Otherwise we are forced to accept that this is a man of no conviction, courage or character who only ever wanted the trappings of office. We at TCW never believed he was a conservative, now he has shown himself not to be a liberal either. His bottling it on the day of the Referendum result was but one insight into his character and his mismanaged and irresponsible private life has provided several more. We always feared he was not a man to be relied on – even over Brexit. It seems we were right.

Yet he’s commanded more support and goodwill than any other British political leader since Tony Blair. The Telegraph still wills him along, trying vainly to maintain the myth he’s a strong leader, yesterday running the desperate headline ‘PM doubles down on “stay alert” slogan before he addresses the nation’.

Stay alert? After stunning the nation into a ‘stay at home’ stupor? The Telegraph should know, the Prime Minister should know, that slogans are not a policy. They are, as one comment on the Times’s cartoon said, ‘so much childish nonsense’. 

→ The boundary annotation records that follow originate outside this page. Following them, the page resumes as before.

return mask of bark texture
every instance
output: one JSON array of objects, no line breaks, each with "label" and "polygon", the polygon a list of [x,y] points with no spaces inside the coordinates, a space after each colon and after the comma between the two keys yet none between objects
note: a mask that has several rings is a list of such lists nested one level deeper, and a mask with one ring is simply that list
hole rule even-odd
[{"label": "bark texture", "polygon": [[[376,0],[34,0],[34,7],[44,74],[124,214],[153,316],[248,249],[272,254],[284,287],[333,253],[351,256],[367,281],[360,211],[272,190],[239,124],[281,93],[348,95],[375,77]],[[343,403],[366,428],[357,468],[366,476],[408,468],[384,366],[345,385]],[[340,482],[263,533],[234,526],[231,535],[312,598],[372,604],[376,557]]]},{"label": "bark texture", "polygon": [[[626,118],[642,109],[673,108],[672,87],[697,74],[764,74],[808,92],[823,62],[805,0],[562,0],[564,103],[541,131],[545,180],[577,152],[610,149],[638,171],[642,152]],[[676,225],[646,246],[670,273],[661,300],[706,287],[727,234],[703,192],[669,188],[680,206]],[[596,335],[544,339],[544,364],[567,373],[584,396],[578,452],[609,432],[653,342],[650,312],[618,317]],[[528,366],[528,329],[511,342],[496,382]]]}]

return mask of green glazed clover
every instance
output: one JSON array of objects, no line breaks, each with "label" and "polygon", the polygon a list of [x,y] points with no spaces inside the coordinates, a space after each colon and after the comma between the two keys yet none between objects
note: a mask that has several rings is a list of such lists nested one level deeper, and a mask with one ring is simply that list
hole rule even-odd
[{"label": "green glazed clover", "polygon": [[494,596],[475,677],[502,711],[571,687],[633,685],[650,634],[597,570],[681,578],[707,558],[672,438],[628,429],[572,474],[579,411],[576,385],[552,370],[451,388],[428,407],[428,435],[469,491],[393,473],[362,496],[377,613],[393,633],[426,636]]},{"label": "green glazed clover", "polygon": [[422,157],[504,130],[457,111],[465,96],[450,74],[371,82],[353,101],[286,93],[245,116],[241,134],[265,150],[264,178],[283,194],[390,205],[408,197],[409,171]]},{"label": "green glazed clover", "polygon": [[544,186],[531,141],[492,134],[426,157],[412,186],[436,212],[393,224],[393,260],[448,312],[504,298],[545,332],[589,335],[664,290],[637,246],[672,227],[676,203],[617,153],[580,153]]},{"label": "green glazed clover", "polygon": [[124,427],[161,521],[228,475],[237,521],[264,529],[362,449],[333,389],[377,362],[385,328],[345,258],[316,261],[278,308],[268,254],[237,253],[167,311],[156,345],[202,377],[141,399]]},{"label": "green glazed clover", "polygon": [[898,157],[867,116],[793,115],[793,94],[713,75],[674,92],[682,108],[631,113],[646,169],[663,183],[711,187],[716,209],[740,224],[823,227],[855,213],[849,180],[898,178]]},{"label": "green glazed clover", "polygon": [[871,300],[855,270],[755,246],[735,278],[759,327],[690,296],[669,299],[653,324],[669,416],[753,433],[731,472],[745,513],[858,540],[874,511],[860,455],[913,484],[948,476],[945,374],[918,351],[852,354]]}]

The brutal truth is that the trademark bumbling persona Johnson’s fans love is no match for Whitehall’s self-interest and hubris.

The government’s response to the coronavirus – whether or not it be the fault of terrible scientific advice and poor public health warnings – is indefensible. It has gone, as we set out on TCW well in advance of the MSM, from complacency to sheer risky to unjustifiably draconian – the last to catastrophic economic effect while based on crudest of modelling. 

Defending it solely because late in the day Labour are opportunistically laying into the Government’s handling of this crisis is indefensible.

Lockdown hawks (from the right, left or centre), my co-editor Laura Perrins says, need to be held responsible for the mass unemployment, probable inflation, increased suicide, depression, despair, illness and deaths caused by delayed NHS treatment that are bound to follow. She is right.

She is also right that any comparison of Johnson with the greatest war leader of the West – whose warning on VE day that ‘our work (for liberty) was not yet done’, remains prescient – is egregious. Boris Johnson has turned out not just to be an abysmal leader but a truly terrifying disappointment.